29 MAY 1897, Page 23

Rose of Dutcher's Coolly. By Hamlin Garland. (Neville Beeman.) —This

is a very remarkable book,—a careful, and in some respects painfully realistic, study of a country girl in one of the great Middle West States of America. Rose Dutcher is the daughter of a plain farmer who, his wife having died while Rose is yet in her infancy, has to do the work of a mother as well as of a father. Being a man of strong and high character as well as of genuinely tender sympathies, he is perfectly successful up to the time when his daughter, obeying the " inevitable " impulses of her nature, is forced to leave him. Rose is a girl possessing all the passions of a beautiful woman, and all the soul of a great poetess or musician. Now the limbs and agility of an itinerant acrobat have a great fascination for her ; next she is found shuddering at and with Wagner. This book presents the development of both sides of her nature as she passes through the ordeals of school, university, and finally of "society," in Chicago, until both seem to blend and find satisfaction in her mating with Warren Mason, a rather worn- out and—at least temporarily—disappointed journalist, critic, and novelist. The " sex-problem " is too much in evidence ; the author might well have spared us a very unpleasant passage deal- ing with it in one of his early chapters ; and there are too many allusions to folk who lead " clean " lives. At the same time, Mr. Hamlin Garland has produced a very remarkable, readable, and in- teresting book, and is himself a most notable and promising addition to the ranks of American novelists.
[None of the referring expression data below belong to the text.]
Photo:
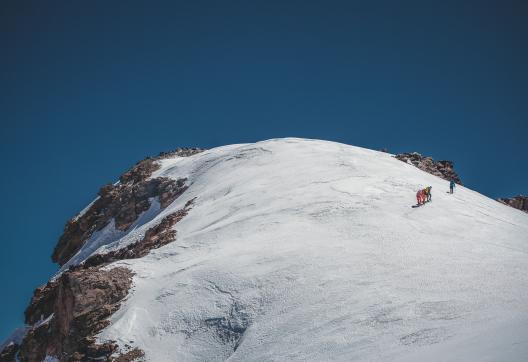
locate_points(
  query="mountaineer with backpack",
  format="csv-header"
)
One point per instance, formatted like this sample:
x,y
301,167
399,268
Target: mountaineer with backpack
x,y
451,185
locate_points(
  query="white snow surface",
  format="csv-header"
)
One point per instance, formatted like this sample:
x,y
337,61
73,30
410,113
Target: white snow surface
x,y
308,250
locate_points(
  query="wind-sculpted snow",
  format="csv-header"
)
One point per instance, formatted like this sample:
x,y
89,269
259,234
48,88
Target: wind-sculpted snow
x,y
309,250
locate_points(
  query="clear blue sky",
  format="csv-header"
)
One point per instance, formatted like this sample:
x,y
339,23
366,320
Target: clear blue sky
x,y
89,88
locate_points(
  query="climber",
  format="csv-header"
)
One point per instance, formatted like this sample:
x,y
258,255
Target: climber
x,y
420,197
428,195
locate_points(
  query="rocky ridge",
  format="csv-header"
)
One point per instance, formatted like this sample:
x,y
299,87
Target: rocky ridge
x,y
443,169
519,202
66,314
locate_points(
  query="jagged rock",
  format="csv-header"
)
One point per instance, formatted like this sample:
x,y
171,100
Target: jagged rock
x,y
123,202
154,238
519,202
70,310
443,169
9,352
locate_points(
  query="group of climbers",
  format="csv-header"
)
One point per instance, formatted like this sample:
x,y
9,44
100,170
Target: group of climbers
x,y
424,195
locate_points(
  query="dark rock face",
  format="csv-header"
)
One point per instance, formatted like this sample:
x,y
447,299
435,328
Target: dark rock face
x,y
443,169
154,238
519,202
123,202
66,314
9,352
69,311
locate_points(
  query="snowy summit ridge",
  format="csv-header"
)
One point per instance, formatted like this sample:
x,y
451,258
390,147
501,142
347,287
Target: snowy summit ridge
x,y
286,249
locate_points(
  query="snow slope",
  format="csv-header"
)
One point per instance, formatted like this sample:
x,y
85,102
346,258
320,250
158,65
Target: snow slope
x,y
309,250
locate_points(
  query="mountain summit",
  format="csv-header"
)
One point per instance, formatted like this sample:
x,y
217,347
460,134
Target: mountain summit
x,y
281,250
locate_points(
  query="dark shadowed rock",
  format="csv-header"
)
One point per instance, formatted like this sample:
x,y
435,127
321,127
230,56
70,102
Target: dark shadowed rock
x,y
443,169
519,202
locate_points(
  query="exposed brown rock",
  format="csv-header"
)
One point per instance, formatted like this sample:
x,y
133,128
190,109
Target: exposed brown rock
x,y
123,202
154,238
519,202
443,169
70,310
9,352
130,356
66,314
80,301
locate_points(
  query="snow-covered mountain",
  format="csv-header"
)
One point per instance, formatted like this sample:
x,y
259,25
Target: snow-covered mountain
x,y
287,249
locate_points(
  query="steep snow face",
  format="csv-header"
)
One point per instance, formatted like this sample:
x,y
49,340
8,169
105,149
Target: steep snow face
x,y
309,250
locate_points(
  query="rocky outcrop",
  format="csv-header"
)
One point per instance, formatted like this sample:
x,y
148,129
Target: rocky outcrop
x,y
154,238
443,169
67,313
9,352
123,202
519,202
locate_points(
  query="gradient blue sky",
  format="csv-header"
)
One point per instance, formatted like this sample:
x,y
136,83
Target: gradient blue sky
x,y
88,88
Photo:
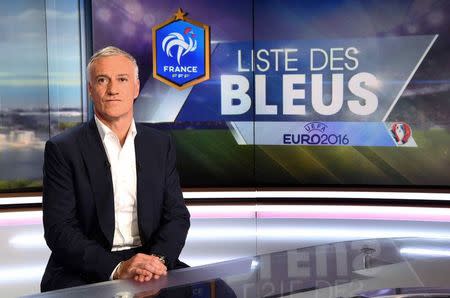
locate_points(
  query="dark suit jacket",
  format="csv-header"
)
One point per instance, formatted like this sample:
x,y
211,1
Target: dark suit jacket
x,y
78,204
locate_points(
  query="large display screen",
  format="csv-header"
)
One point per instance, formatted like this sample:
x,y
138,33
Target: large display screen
x,y
295,93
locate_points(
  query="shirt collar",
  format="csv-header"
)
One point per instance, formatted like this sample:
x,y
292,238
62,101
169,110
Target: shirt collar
x,y
104,130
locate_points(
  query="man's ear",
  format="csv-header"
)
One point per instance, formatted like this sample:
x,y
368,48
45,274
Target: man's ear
x,y
137,87
90,88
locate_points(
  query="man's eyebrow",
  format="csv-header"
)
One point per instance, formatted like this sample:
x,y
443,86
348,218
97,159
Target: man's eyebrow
x,y
101,75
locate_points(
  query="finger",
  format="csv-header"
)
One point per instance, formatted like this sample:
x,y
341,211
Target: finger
x,y
155,269
140,271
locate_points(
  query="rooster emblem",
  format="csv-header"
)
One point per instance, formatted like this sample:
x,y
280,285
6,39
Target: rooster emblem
x,y
175,39
401,132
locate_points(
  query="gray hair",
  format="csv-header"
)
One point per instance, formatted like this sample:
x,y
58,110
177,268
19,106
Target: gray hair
x,y
111,51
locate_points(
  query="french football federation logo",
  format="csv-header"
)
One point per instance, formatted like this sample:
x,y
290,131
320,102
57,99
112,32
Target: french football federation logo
x,y
181,51
175,39
401,132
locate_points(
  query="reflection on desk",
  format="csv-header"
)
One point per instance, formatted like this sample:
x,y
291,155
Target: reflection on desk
x,y
363,268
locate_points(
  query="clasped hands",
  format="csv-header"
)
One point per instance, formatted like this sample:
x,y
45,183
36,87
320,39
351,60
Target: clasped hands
x,y
141,267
Several of the characters are admirably drawn. Warren Mason is perhaps a trifle too cynical, especially in the letter in which he proposes marriage to Rose. But the girl herself is a quite original picture of a nature which, though above all things passionate, contains enormous possibilities out- side of passion. Dr. Thatcher, one of her teachers and friends, is also well sketched, though, being a married man, he need not have been made to fall in love with Rose. The best portrait in Mr. Garland's gallery, however, is that of John Dutcher, the plain, pure-minded, but intensely loving farmer, and father of Rose. He is much oftener behind the scenes than before the curtain ; but when he does appear he recalls the country Puritan on whom Calvinism has " held the strong hand of its purity."